The email from your boss and the email from a sender masquerading as your boss are both coming through the same channel in the same format with the same presentation, which is why the attack works. Unless you were both faceblind and bad at recognizing voices, the same attack wouldn't work in-person, you'd know the attacker wasn't your boss. Many defense mechanisms used in corporate email environments are built around making sure the email from your boss looks meaningfully different in order to establish that data vs instruction separation. (There are social engineering attacks that would work in-person though, but I don't think it's right to equate those to LLM attacks.)
Prompt injection is just exploiting the lack of separation, it's not 'coercion' or 'convincing'. Though you could argue that things like jailbreaking are closer to coercion, I'm not convinced that a statistical token predictor can be coerced to do anything.
> The email from your boss and the email from a sender masquerading as your boss are both coming through the same channel in the same format with the same presentation, which is why the attack works.
Yes, that is exactly the point.
> Unless you were both faceblind and bad at recognizing voices, the same attack wouldn't work in-person, you'd know the attacker wasn't your boss.
Irrelevant, as other attacks works then. E.g. it is never a given that your bosses instructions are consistent with the terms of your employment, for example.
> Prompt injection is just exploiting the lack of separation, it's not 'coercion' or 'convincing'. Though you could argue that things like jailbreaking are closer to coercion, I'm not convinced that a statistical token predictor can be coerced to do anything.
It is very much "convincing", yes. The ability to convince an LLM is what creates the effective lack of separation. Without that, just using "magic" values and a system prompt telling it to ignore everything inside would create separation. But because text anywhere in context can convince the LLM to disregard previous rules, there is no separation.
the second leads to first, in case you still don't realize
These are different "agents" in LLM terms, they have separate contexts and separate training
There can be outliers, maybe not as frequent :)
If they were 'clearly different' we would not have the concept of the CEO fraud attack:
https://www.barclayscorporate.com/insights/fraud-protection/...
That's an attack because trusted and untrusted input goes through the same human brain input pathways, which can't always tell them apart.

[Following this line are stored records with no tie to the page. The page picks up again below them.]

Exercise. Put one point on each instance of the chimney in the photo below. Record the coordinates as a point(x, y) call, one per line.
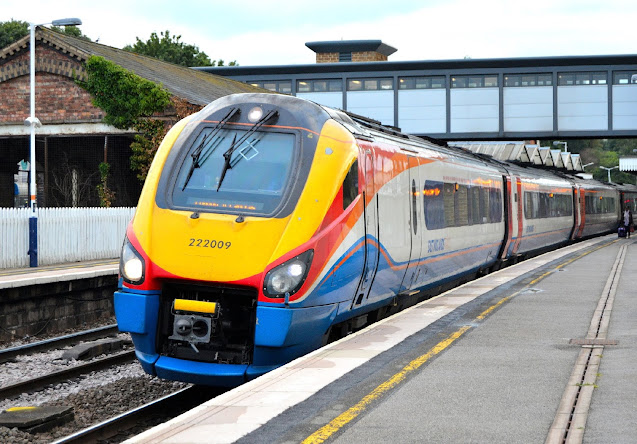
point(351, 51)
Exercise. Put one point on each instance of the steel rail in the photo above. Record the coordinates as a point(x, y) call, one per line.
point(168, 406)
point(58, 342)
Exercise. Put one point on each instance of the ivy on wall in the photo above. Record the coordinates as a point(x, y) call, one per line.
point(130, 101)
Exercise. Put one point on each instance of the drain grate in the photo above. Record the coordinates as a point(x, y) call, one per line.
point(585, 341)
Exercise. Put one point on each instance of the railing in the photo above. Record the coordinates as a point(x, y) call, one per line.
point(64, 234)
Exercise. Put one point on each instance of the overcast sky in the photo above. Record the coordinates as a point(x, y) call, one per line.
point(275, 32)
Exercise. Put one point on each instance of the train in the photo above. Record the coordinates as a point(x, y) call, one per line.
point(269, 225)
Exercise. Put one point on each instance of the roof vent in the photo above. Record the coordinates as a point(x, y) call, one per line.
point(351, 51)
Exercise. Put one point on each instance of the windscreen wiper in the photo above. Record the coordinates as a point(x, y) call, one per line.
point(196, 154)
point(227, 156)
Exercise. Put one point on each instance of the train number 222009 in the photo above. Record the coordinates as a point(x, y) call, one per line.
point(207, 243)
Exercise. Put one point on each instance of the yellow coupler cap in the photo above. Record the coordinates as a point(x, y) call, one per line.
point(36, 419)
point(195, 306)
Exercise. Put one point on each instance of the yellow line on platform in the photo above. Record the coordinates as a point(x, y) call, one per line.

Your parent made no claim about all swans being white. So finding a black swan has no effect on their argument.
My parent made a claim that humans have separate pathways for data and instructions and cannot mix them up like LLMs do. Showing that we don't has every effect on refuting their argument.
>>> The principal security problem of LLMs is that there is no architectural boundary between data and control paths.
>> Exactly like human input to output.
> no nothing like that
but actually yes, exactly like that.